Há um que de arrogância no padre Sebastião Rodrigues, quando acredita (e se vê) como Cristo (maior até – porque aqui é traído com trezentas moedas contra as poucas trintas do “crucificado” Filho de Deus. Talvez pelo cansaço, alucinação, fome, desespero, desistência, pelos “camponeses tolos e pobres”.

“Padre ensina, mas não aprende e despreza a língua, a comida e os costumes deles”, ensina a humildade a um “homem que deveria ser santo”. “Silêncio” é o eterno embate entre Buda “que era homem” e as ilusões da fé cristã. “Korubu”, expressão que traduz o verbo desistir. Até mesmo de pensar de uma forma diferente. “É só uma imagem. A fé está dentro”, o obrigando a pisar na imagem santa. Mas sua determinação (ou orgulho-covardia?) não permite. “Os outros países (fora do Japão) são como concubinas”, diz-se, buscando “revelar a fraude” “até o último homem” (que neste caso é o próprio Andrew Garfield sendo o “salvador”. O lado verdadeiro da religião no Japão, em que a pureza reina.
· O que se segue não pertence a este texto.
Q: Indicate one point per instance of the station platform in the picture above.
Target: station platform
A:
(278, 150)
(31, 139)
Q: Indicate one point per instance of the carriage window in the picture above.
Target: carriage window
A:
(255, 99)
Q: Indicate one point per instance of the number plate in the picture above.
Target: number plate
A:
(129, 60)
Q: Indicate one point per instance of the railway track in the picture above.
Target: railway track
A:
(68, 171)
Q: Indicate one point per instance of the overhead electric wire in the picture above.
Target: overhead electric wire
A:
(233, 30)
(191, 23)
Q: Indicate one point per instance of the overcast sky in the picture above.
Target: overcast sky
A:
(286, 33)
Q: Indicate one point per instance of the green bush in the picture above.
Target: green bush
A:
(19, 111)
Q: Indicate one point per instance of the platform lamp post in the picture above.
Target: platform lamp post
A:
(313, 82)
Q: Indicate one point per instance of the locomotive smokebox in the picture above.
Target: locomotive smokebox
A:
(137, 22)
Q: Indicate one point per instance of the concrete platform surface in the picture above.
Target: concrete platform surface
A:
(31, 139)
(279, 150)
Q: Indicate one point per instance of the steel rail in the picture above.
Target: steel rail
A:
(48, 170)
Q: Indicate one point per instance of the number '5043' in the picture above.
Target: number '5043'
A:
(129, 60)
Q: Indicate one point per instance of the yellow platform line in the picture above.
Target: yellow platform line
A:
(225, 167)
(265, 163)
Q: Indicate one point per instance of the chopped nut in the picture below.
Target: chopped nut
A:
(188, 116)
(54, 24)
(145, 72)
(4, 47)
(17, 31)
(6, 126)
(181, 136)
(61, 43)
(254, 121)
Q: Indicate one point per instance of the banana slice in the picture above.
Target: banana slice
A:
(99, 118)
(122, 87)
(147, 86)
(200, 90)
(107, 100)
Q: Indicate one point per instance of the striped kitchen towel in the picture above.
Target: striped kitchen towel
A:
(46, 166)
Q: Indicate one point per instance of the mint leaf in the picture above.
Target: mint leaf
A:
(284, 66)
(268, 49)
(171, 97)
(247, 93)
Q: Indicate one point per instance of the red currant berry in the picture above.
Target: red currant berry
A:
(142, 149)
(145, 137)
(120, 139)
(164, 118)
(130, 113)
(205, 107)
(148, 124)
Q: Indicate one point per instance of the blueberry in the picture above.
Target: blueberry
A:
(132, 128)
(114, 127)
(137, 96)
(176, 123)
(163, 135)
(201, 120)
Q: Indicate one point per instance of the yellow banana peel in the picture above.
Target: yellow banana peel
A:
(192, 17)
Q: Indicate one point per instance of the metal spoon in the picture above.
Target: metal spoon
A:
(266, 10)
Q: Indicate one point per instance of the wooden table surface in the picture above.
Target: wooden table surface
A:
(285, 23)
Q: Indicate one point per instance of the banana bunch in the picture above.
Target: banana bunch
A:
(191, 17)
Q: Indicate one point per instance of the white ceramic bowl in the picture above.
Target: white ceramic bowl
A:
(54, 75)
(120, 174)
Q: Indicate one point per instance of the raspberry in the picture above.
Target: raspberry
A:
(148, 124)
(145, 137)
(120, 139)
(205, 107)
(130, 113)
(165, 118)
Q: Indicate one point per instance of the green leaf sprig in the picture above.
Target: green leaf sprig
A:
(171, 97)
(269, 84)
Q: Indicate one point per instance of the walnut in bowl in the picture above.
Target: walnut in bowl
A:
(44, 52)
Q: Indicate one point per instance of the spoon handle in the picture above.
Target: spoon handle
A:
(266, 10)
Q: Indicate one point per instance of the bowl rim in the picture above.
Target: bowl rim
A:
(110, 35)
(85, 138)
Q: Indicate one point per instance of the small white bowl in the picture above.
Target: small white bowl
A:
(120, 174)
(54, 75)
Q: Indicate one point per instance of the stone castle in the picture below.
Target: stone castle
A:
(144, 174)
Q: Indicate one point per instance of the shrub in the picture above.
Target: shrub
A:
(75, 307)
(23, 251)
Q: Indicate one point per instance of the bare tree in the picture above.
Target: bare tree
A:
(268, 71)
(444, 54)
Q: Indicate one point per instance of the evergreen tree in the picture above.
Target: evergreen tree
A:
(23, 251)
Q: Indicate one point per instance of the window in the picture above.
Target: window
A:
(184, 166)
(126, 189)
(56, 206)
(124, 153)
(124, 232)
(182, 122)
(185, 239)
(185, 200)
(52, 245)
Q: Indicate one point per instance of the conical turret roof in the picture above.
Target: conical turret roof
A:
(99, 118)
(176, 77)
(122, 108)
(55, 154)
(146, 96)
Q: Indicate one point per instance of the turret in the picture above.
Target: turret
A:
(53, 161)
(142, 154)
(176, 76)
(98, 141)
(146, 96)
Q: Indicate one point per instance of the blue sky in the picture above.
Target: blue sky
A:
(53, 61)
A parte final é narrada por um holandês que conta detalhes sobre o “filtro de mercadorias cristãs”. “Um homem trabalha melhor quando não é solitário”, diz-se e complementa: “Japão, um pântano, em que nada cresce”. Foi derrotado pelo pântano? Um Sacerdote caído? Expandiu a verdade?. Um anjo invertido caído? Ainda há resquício de cristianismo?

“Silêncio” é um filme ímpar, que merece toda a atenção de seu espectador. Não é um filme sobre religião, sobre catequização, de auto-ajuda religiosa. Não. Na verdade é sobre tradição, sobre perseverança, sobre até onde um homem vai para proteger sua fé. Altamente recomendado. O filme foi exibido para cerca de 400 jesuítas em Roma.